Digitalisierung
Das Oberlandesgericht (OLG) Karlsruhe hat in einem rechtskräftigen Beschluss klargestellt, dass bei öffentlichen Vergabeverfahren im Gesundheitswesen Tochtergesellschaften von US-amerikanischen Cloud-Dienst-Anbietern genutzt werden dürfen.
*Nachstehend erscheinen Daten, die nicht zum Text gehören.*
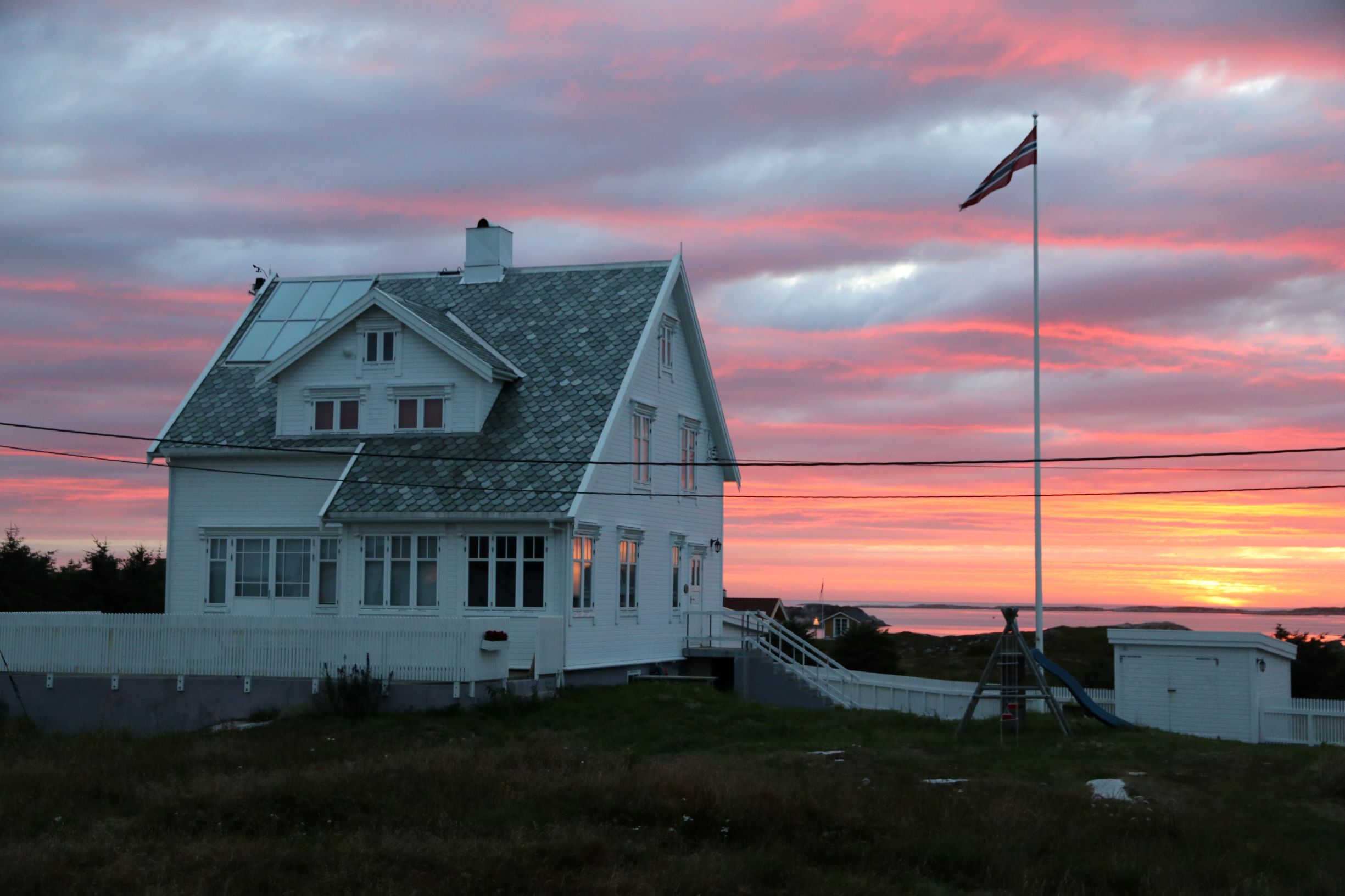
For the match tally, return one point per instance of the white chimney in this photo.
(490, 251)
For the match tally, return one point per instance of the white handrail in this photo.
(790, 652)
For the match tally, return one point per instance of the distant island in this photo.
(1137, 608)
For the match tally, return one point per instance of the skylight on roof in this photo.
(292, 311)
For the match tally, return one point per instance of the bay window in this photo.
(271, 567)
(506, 572)
(389, 579)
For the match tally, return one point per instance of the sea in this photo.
(969, 620)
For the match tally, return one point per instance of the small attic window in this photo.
(379, 346)
(667, 337)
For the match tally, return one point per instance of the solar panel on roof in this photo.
(292, 311)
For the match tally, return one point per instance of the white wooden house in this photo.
(506, 443)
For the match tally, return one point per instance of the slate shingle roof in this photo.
(439, 321)
(572, 332)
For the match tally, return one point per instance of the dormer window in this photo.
(420, 408)
(336, 415)
(420, 413)
(334, 410)
(379, 348)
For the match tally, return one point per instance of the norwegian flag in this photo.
(1022, 158)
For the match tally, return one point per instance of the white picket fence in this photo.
(943, 699)
(1304, 721)
(414, 650)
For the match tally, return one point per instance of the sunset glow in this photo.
(810, 159)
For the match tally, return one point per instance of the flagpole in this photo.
(1036, 387)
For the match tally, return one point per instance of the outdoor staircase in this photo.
(795, 664)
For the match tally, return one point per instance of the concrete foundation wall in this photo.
(758, 679)
(151, 705)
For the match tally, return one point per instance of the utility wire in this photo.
(699, 463)
(676, 494)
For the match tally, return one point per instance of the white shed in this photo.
(1199, 682)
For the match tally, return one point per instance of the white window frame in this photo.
(525, 542)
(221, 551)
(415, 556)
(677, 556)
(689, 438)
(384, 329)
(628, 571)
(667, 344)
(582, 574)
(336, 396)
(397, 395)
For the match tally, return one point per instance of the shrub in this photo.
(865, 647)
(353, 692)
(1320, 669)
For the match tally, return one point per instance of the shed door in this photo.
(1196, 700)
(1173, 693)
(1145, 680)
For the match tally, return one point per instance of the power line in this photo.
(674, 494)
(699, 463)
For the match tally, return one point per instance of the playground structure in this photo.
(1011, 657)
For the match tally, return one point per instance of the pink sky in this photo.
(810, 156)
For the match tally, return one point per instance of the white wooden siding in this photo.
(654, 632)
(1212, 692)
(201, 501)
(337, 363)
(444, 650)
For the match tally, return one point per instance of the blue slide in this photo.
(1078, 691)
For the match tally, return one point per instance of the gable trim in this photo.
(483, 344)
(393, 306)
(623, 396)
(341, 481)
(709, 392)
(214, 360)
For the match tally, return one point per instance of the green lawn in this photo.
(662, 789)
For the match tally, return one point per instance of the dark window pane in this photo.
(427, 581)
(533, 583)
(478, 583)
(350, 415)
(433, 413)
(375, 583)
(217, 581)
(327, 583)
(401, 581)
(406, 413)
(506, 583)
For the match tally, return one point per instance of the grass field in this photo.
(662, 789)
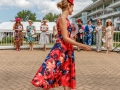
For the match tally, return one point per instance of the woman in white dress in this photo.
(109, 32)
(43, 37)
(99, 28)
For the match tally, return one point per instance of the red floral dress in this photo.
(58, 68)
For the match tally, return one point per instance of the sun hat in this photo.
(18, 19)
(90, 20)
(79, 20)
(30, 21)
(98, 20)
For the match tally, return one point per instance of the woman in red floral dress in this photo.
(58, 68)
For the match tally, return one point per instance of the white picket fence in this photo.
(6, 39)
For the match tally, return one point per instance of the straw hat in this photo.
(98, 20)
(30, 21)
(44, 21)
(108, 20)
(18, 19)
(79, 20)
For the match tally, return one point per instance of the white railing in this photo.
(7, 38)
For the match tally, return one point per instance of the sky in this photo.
(10, 8)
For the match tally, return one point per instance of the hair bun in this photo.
(59, 5)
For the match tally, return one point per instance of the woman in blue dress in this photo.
(30, 31)
(89, 30)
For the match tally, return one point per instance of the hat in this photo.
(55, 20)
(44, 21)
(90, 19)
(79, 20)
(71, 1)
(98, 20)
(108, 20)
(18, 19)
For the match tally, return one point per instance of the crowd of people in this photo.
(58, 68)
(85, 34)
(30, 34)
(91, 34)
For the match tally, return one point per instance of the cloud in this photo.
(44, 6)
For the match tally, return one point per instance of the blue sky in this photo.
(9, 8)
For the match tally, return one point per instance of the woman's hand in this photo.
(85, 47)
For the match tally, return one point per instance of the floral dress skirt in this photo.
(58, 68)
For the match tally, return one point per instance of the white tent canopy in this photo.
(9, 25)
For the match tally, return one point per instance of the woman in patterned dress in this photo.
(99, 28)
(55, 32)
(18, 28)
(58, 68)
(30, 31)
(43, 37)
(109, 32)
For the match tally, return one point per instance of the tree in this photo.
(51, 17)
(25, 15)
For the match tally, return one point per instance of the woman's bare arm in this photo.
(64, 32)
(112, 31)
(35, 29)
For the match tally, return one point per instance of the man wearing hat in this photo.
(89, 30)
(80, 32)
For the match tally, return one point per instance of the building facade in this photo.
(101, 9)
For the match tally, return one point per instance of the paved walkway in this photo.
(95, 71)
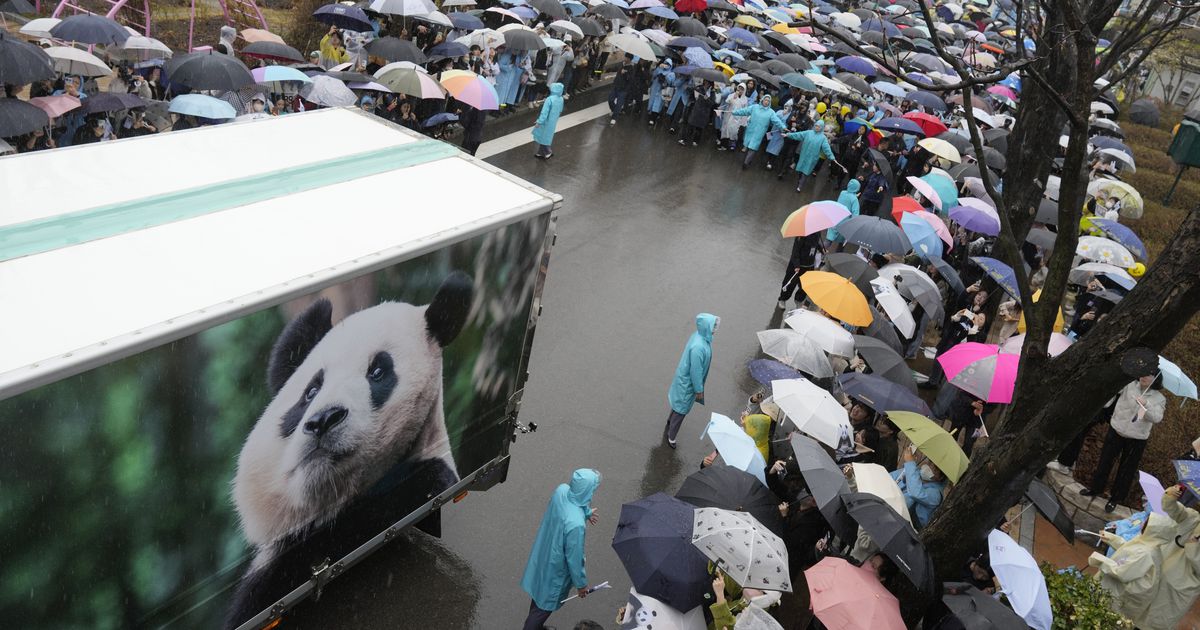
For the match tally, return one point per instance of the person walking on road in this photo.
(556, 561)
(544, 130)
(688, 387)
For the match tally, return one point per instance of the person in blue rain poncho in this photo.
(815, 144)
(544, 130)
(688, 387)
(761, 119)
(556, 563)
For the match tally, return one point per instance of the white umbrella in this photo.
(1021, 580)
(874, 479)
(813, 411)
(742, 549)
(894, 305)
(823, 331)
(328, 91)
(795, 349)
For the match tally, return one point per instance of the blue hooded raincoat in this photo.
(693, 369)
(544, 130)
(849, 198)
(556, 561)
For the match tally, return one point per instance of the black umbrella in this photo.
(978, 610)
(653, 541)
(551, 7)
(396, 49)
(22, 63)
(876, 234)
(730, 489)
(881, 394)
(827, 484)
(885, 361)
(276, 51)
(18, 117)
(894, 537)
(85, 28)
(111, 102)
(1048, 503)
(208, 71)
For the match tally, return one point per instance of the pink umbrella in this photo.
(851, 598)
(939, 227)
(981, 370)
(1059, 343)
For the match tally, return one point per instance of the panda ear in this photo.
(448, 312)
(299, 337)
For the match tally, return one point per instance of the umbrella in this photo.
(827, 334)
(198, 105)
(729, 489)
(981, 370)
(208, 71)
(796, 351)
(1021, 580)
(885, 361)
(21, 117)
(343, 17)
(894, 305)
(396, 49)
(874, 479)
(837, 297)
(881, 394)
(87, 28)
(653, 541)
(851, 598)
(742, 549)
(1104, 251)
(979, 611)
(1047, 502)
(826, 483)
(23, 63)
(933, 441)
(813, 411)
(875, 234)
(894, 535)
(328, 91)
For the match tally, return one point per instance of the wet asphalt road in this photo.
(651, 234)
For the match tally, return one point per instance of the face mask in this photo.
(927, 473)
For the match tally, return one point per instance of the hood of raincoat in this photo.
(585, 483)
(706, 324)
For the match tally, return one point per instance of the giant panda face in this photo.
(351, 401)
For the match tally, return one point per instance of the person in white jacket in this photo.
(1139, 407)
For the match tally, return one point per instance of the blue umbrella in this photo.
(653, 541)
(465, 21)
(198, 105)
(1000, 273)
(737, 448)
(767, 370)
(343, 17)
(900, 125)
(1123, 235)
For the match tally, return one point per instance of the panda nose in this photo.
(324, 421)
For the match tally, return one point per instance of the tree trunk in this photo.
(1053, 408)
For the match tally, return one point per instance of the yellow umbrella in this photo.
(941, 149)
(931, 439)
(749, 21)
(837, 297)
(1059, 322)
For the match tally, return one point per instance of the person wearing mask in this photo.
(1139, 407)
(688, 387)
(556, 564)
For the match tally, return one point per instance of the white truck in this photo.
(237, 359)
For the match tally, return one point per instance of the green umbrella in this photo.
(933, 441)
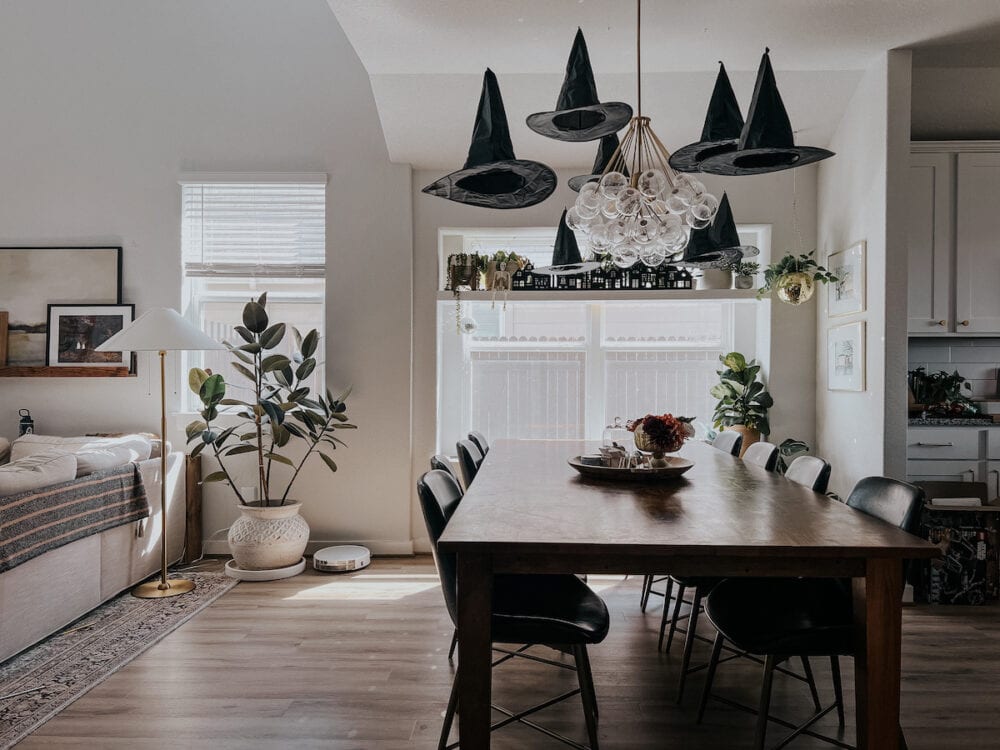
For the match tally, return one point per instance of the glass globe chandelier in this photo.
(640, 209)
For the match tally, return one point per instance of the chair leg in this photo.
(760, 734)
(807, 669)
(838, 689)
(587, 694)
(689, 639)
(710, 677)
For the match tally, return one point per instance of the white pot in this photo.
(269, 537)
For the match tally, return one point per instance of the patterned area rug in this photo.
(42, 681)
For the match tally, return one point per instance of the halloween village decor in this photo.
(766, 143)
(492, 176)
(579, 114)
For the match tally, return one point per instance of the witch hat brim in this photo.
(717, 244)
(766, 142)
(579, 115)
(492, 176)
(721, 131)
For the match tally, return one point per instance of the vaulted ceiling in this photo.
(426, 59)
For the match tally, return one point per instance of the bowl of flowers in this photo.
(660, 434)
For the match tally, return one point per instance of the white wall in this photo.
(755, 200)
(856, 202)
(106, 102)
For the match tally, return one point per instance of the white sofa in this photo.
(44, 594)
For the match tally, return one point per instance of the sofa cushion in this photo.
(36, 471)
(92, 453)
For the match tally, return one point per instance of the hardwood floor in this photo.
(360, 661)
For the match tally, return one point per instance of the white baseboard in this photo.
(377, 546)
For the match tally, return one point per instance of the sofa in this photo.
(46, 593)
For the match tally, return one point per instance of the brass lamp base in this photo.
(156, 589)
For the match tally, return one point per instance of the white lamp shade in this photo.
(159, 329)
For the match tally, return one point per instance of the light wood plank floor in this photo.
(360, 661)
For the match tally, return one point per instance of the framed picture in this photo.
(847, 295)
(846, 357)
(75, 332)
(31, 278)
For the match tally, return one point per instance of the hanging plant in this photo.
(794, 278)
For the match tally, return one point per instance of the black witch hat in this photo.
(492, 176)
(721, 132)
(766, 142)
(605, 150)
(579, 115)
(717, 243)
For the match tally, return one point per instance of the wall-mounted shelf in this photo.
(65, 372)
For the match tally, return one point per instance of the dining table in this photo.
(529, 511)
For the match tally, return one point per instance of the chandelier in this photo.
(641, 209)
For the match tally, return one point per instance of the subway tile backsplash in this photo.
(975, 359)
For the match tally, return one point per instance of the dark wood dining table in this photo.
(528, 511)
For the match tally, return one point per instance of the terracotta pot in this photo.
(268, 537)
(750, 436)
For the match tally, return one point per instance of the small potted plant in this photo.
(270, 535)
(743, 400)
(794, 278)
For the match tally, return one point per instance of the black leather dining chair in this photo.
(762, 454)
(559, 611)
(801, 616)
(481, 442)
(470, 458)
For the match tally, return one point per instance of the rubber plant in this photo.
(280, 406)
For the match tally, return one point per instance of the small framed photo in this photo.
(846, 296)
(75, 332)
(846, 357)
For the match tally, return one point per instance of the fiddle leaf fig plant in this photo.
(280, 406)
(742, 397)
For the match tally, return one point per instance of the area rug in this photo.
(42, 681)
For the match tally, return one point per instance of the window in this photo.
(240, 238)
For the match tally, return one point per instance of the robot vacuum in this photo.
(342, 558)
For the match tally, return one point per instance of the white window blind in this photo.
(254, 229)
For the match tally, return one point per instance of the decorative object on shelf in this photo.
(766, 143)
(846, 357)
(579, 114)
(743, 401)
(492, 176)
(161, 330)
(940, 394)
(32, 277)
(660, 434)
(794, 278)
(847, 292)
(721, 131)
(605, 150)
(281, 407)
(643, 215)
(75, 332)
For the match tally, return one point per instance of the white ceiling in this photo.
(426, 59)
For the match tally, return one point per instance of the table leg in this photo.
(475, 603)
(878, 618)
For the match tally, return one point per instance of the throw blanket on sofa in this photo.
(36, 521)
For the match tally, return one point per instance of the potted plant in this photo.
(270, 534)
(743, 401)
(794, 278)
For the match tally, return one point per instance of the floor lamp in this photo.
(161, 330)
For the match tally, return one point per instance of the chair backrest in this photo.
(470, 458)
(728, 441)
(481, 442)
(440, 496)
(440, 462)
(810, 471)
(892, 501)
(762, 454)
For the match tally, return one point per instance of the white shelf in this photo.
(588, 295)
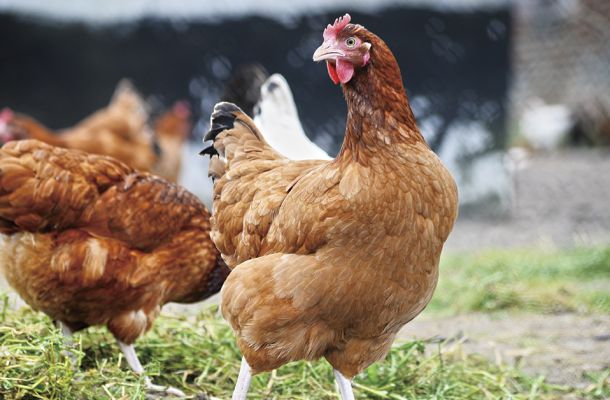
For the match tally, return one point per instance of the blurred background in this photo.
(514, 96)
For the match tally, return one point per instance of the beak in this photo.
(326, 52)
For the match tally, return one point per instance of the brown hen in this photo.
(172, 129)
(91, 241)
(330, 258)
(119, 130)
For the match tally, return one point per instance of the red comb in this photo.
(331, 31)
(6, 115)
(182, 109)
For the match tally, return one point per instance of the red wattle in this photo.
(345, 70)
(332, 72)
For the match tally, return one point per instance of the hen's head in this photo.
(345, 49)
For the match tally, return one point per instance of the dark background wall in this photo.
(455, 65)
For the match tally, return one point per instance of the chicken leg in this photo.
(129, 352)
(344, 385)
(243, 381)
(67, 334)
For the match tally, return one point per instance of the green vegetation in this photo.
(519, 280)
(198, 355)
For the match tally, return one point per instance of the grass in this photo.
(576, 280)
(198, 355)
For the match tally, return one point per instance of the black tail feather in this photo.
(222, 118)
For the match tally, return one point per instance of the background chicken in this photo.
(277, 117)
(330, 258)
(91, 241)
(120, 130)
(172, 130)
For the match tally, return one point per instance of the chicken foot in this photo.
(243, 381)
(344, 385)
(67, 334)
(129, 352)
(245, 377)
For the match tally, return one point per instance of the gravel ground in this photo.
(563, 348)
(558, 200)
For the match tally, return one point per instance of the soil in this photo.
(563, 348)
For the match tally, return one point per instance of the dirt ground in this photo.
(563, 348)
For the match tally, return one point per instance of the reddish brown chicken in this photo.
(120, 130)
(91, 241)
(330, 258)
(172, 130)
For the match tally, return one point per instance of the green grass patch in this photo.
(575, 280)
(199, 356)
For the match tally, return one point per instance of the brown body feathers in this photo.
(90, 241)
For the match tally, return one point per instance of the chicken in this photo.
(277, 117)
(91, 241)
(330, 258)
(172, 130)
(120, 130)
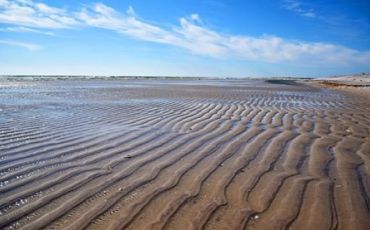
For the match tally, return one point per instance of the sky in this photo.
(214, 38)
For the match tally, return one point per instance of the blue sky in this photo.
(225, 38)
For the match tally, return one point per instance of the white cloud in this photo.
(190, 34)
(296, 6)
(22, 29)
(28, 46)
(31, 14)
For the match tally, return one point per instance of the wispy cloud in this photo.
(22, 29)
(298, 8)
(190, 34)
(28, 46)
(31, 14)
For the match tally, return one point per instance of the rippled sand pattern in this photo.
(182, 154)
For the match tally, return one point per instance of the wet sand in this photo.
(182, 154)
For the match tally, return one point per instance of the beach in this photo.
(182, 154)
Damit wurde die Einschätzung der Vergabekammer Baden-Württemberg verworfen und das Entlassmanagement von Recare zugelassen.

Der Vergabesenat des Oberlandesgerichts Karlsruhe (OLG Karlsruhe) hat in seinem Beschluss vom 7. September 2022 (Aktenzeichen: 15 Verg 8/22) eine Entscheidung der Vergabekammer (VK) Baden-Württemberg (VK Baden-Württemberg; Aktenzeichen: 1 VK 23/22) vom 13. Juli 2022 aufgehoben und damit den Weg freigemacht für das digitale Entlassmanagement eines der größten Krankenhausträger in Süddeutschland durch die Recare Deutschland GmbH.
Datenverarbeitung durch europäische Töchter grundsätzlich möglich
Der OLG-Beschluss betont, dass die Datenverarbeitung bei öffentlichen Vergabeverfahren weiterhin durch eine europäische Tochtergesellschaft von US-amerikanischen Cloud-Dienst-Anbietern erfolgen darf, solange die Zusicherung erfolgt, dass die personenbezogenen Daten in Deutschland verarbeitet werden. Maximilian Greschke, Co-Founder und CEO von Recare, zum Beschluss: „Wir haben mit keinem anderen Urteil gerechnet. Mit dem Entlassmanagement agieren wir in einem datenschutzrechtlich hochsensiblen Umfeld — und sind uns dieser Verantwortung bewusst. Wir prüfen daher sowohl unser eigenes technisches Vorgehen als auch das unserer Dienstleister und Kooperationspartner in Bezug auf Datenschutz sehr genau.“
Umstrittene Entscheidung der Vergabekammer
Das Technologieunternehmen Recare hatte das Vergabeverfahren bereits gewonnen, als einer der direkten Wettbewerber, die Pflegeplatzmanager GmbH (PPM), erfolgreich einen Nachprüfungsantrag bei der VK Baden-Württemberg dagegen einreichte. Diese hatte dem Antrag aus datenschutzrechtlichen Bedenken mit der Begründung stattgegeben, dass allein das Hosting auf Servern von europäischen Töchtern US-amerikanischer Mütter in Europa bereits ein latentes Risiko für den Zugriff durch die US-Muttergesellschaften oder gar US-Behörden bedeuten würde. Dieser Beschluss sorgte in der Folge bundesweit für viel Furore, da er keine vollständige Einzelfallbetrachtung des Vergabeverfahrens konzentriert hatte. Auch der Landesdatenschutzbeauftragte Baden-Württemberg hatte deutliche Kritik am Vorgehen und der Entscheidung der VK Baden-Württemberg geübt.
Einhergehen von Datenschutz und Technologie
„Datenschutz ist ausnahmslos eine tragende Säule in unserem Vorgehen. Durch die Kombination von Ende-zu-Ende-Verschlüsselung und Pseudonymisierung kann weder unser Clouddienstleister noch wir eine Zuordnung der verarbeiteten Daten zu natürlichen Personen durchführen. Das bedeutet: Selbst wenn US-amerikanische Muttergesellschaften oder gar US-Behörden auf die Daten zugreifen wollen würden, hätten sie keine realistische Chance, einen Personenbezug herzustellen. So ergänzen sich Datenschutz und Technologie“, betont Greschke.
Positives Signal in Richtung Innovation und Planungssicherheit
Es dürfe nicht sein, dass der Digitalisierung unnötig Steine in den Weg gelegt werden, statt Innovation zuzulassen oder sie sogar zu forcieren. Mit dem Krankenhauszukunftsgesetz habe der Gesetzgeber allen Playern im deutschen Gesundheitswesen den klaren Auftrag gegeben, bis spätestens Ende 2024 stabile und tragfähige Lösungen zu implementieren, betonte Greschke. Das Urteil setze ein positives Signal in Richtung Innovation und Planungssicherheit für das deutsche Gesundheitswesen.